Bandung, BEREDUKASI.Com —
UPAYA menjadikan Pendidikan Islam yang unggul dan kompetitif diperlukan langkah strategis melalui program IHSAN (Integritas, Humanis, Spritualitas, Adaptasi, Nasionalisme).
Pernyataan itu disampaikan oleh Direktur Jenderal Pendidikan Islam, Prof. Dr. H. Muhammad Ali Ramdhani, S.TP., M.T dalam acara pelantikan dan pembinaan pegawai di lingkungan UIN Sunan Gunung Djati Bandung. Yang digelar di Gedung Pendidikan Profesi Guru (PPG), Kampus II, Jumat (28/8/2020).
Dirjen Pendis menjelaskan bahwa IHSAN secara terminologi itu, yakni dalam hal melakukan perbuatan tertentu yakinlah bahwa engkau melihat Allah dan ketika engkau tidak mampu melihat Allah. Karena ketidak mampuan engkau, percayalah Allah melihatmu.
“Ini nilai-nilai Religius yang kemudian diturunkan pada ruang-ruang yang lebih operasional.
Hurup pertama dari IHSAN itu Integritas. Pendidikan Islam itu harus menghasilkan seseorang yang memiliki integritas yang tinggi yang memiliki karakteristik baik, perilaku yang memahami tentang etika, norma dan lain sebagainya. Ia adalah anak atau produk dari sebuah lembaga pendidikan yang betul-betul memiliki karakter yang mulia,” tegasnya.
“Ke-Dua, Humanis. Ibu dan bapak hari ini, bentuk-bentuk “bully” terjadi pada ruang-ruang peradaban. Bahwa apa yang kita bangun dari peradaban harus beradab. Kita melihat dalam proses pendidikan kerap kali nilai-nilai kemanusiaan ini menjadi tidak penting. Padahal humanity itu poros kita dalam membangun peradaban dengan cara-cara yang baik. Tumbuh kembang dari dinamika psikologi harus kita tetapkan, tidak kemudian kita melihat anak-anak kelas 2 Madrasah Ibtidaiyah sudah menggendong tas yang luas biasa beratnya, dimanakah sisi kemanusiaan kita, mana ruang bermain mereka dan itu menjadi perhatian kita dalam melakukan sebuah proses pembelajaran itu harus mengikuti nilai-nilai kemanusiaan,” jelasnya.

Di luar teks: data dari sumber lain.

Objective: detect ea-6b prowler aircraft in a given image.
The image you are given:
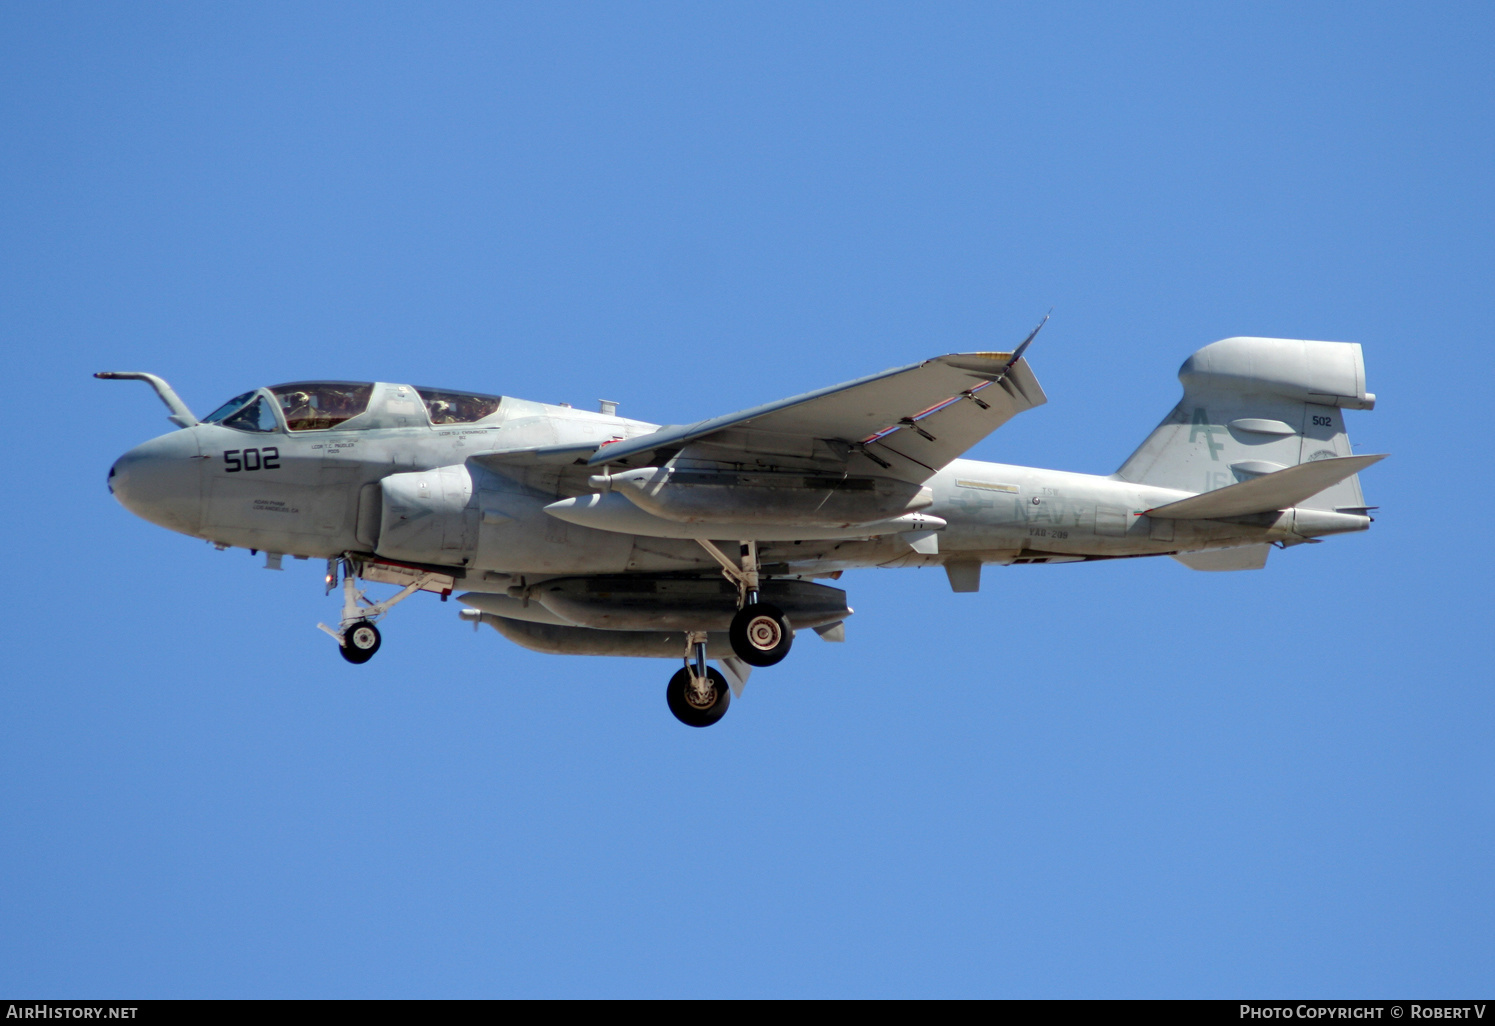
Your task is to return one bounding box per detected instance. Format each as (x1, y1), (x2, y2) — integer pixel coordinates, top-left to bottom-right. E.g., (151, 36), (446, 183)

“Ketiga, Spritualitas. Untuk mengetahui dan melakukan sesuatu semuanya bersumber dari Hukum Allah dan menyandarkan kita semua kita semua sebagai hamba Allah. Produk dari pendidikan Islam adalah menyadarkan bahwa kita hamba dari Sang Kholik,” ulasnya.
“Ke-Empat, Adaptasi. Ketika kita berusaha untuk menyandarkan pada dinamika kekinian, banyak pola-pola pendidikan, khususnya pendidikan Islam itu terlalu bermemori pada zaman keemasan, berputar-putar pada sejarah masa lalu. Padahal hidup bukan pada masa lalu, tetapi hidup akan menghabiskan masa yang akan datang, maka selanjutnya sebagai bagian dari ikhtiar untuk melahirkan insan-insan yang menjadi pemilik pada zamannya. Kaqidah yang digunakan dalam adaptability ini bahwa pendidikan Islam harus mampu melahirkan anak ngindung ka waktu, ngabapa ka jaman, ngigelkeun zaman ker ngigelan zaman,” paparnya.
“Dengan merujuk pada empat pilar pendidikan Unesco; learning to know, learning to do, learning to be, dan learning to live together. Saya ingin menambahkan learning how to learn, yaitu bagaimana orang belajar dengan cepat terhadap dinamika zaman. Ilmu-ilmu dalam khazanah Islam sangat lengkap, tapi formulasinya tidak terumuskan dengan baik, sehingga kita berusaha untuk menginjeksikan computational thinking untuk melengkapi mentek-mentek yang diajarkan di Madrasah. jadi kita itu sudah punya mantek-mantek yang luar biasa, tetapi tidak terarah, mempelajari sesuatu hal yang berurutan, ada ilmu baru, tetapi saya tidak ingin menyebutkannya sebagai computational thinking, tetapi mantek yang disesuaikan dengan dinamika pendidikan pada tingkatannya. Jadi mantek-mantek inilah yang diajarkan dan secara prinsip mampu menghantarkan peserta didik kita kita terhadap pola-pola perubahan dinamika zaman,” ujarnya.
“Ke-Lima, Nasionalisme. Apapun bentuk dari pendidikan kita harus mampu melahirkan nasionalisme yang tinggi. NKRI harga mati,” tandasnya. (Intan).